The badly-damaged Dornier Do-17 aircraft was transported from Ramsgate to RAF Cosford in Shropshire.
It was lifted from the seabed more than 70 years after it was shot down during the Battle of Britain.
The project is believed to be the biggest recovery of its kind in British waters.
The fuselage and wings were taken on the 200-mile journey from Ramsgate to the museum by two low loader lorries.
Delighted members of the public and museum staff welcomed the Dornier as it arrived on site.
'Rare and exciting'
Alex Medhurst, general manager at RAF Museum Cosford, said: "After all the hard work, planning and setbacks, it's great to know the Dornier is finally here at Cosford.
"It will be a rare and exciting opportunity for visitors to get up close and personal to a unique piece of aviation history and the chance to view it in its salvaged state."
The aircraft will stay in RAF Cosford's purpose-built hydration tunnels for the first stage of its conservation.
The plane was raised from the English Channel off the Kent coast in a single lift on 10 June by attaching equipment to the fragile frame.
The hour-long operation was hindered by strong winds for weeks until a window of good weather made the salvage possible.

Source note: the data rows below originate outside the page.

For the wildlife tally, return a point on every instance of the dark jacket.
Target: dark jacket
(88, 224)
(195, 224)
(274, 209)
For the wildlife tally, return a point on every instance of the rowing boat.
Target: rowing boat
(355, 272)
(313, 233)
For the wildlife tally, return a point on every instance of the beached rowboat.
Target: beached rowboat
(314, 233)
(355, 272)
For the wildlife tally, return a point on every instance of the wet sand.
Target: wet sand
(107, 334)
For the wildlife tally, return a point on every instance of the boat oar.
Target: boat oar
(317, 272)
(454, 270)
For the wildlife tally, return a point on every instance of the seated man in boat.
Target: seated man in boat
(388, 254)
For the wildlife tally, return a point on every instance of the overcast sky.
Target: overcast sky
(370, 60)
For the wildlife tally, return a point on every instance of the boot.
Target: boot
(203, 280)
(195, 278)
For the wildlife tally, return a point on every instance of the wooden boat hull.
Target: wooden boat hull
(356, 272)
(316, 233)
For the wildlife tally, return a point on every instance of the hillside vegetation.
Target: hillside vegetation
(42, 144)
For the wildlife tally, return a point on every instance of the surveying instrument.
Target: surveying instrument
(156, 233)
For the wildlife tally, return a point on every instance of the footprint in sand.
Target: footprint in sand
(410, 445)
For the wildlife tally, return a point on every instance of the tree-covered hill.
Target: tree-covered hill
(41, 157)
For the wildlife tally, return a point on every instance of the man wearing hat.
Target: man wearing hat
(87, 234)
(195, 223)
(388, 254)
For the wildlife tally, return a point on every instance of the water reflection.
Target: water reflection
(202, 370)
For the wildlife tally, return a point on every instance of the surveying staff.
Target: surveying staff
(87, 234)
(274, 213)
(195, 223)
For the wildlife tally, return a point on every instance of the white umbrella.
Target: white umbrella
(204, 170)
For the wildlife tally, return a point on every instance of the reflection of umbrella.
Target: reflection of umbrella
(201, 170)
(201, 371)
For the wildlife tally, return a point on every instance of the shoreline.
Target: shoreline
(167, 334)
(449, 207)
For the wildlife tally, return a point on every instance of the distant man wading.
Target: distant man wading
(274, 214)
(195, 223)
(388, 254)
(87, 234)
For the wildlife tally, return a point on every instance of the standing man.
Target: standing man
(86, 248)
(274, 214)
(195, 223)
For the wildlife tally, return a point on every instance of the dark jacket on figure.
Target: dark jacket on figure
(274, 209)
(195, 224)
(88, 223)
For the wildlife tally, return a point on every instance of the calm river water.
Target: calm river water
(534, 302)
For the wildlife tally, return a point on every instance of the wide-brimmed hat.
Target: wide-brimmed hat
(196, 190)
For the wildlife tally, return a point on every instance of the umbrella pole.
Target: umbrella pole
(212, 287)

An earlier plan to construct a cage around the wreck before lifting it was abandoned after it became clear that it would take too long and send the £600,000 project over budget.
The existence of the aircraft at Goodwin Sands became known when it was spotted by divers in 2008 at a depth of some 50ft (15m), lying on a chalk bed with a small debris field around it.
Sonar scans by the RAF Museum, Wessex Archaeology and the Port of London Authority then confirmed the identity of the aircraft as the Dornier Do 17Zv Werke number 1160.
The wreck is believed to be aircraft call-sign 5K-AR, shot down on August 26, 1940, at the height of the Battle of Britain.
Two of the four crew members died and were buried elsewhere, and two - including the pilot - survived to become prisoners of war.
It was nicknamed the Luftwaffe's 'flying pencil' because of its narrow fuselage.
Experts are excited by the find because, apart from the effects of such a long time spent on the seabed - such as barnacles and coral - it is largely intact.
Amazingly the main undercarriage tyres remain inflated, although the propellers clearly show the damage inflicted during the bomber's fateful final landing, experts have said.
Once the delicate process of conservation is complete, the aircraft will be displayed at the RAF Museum in London.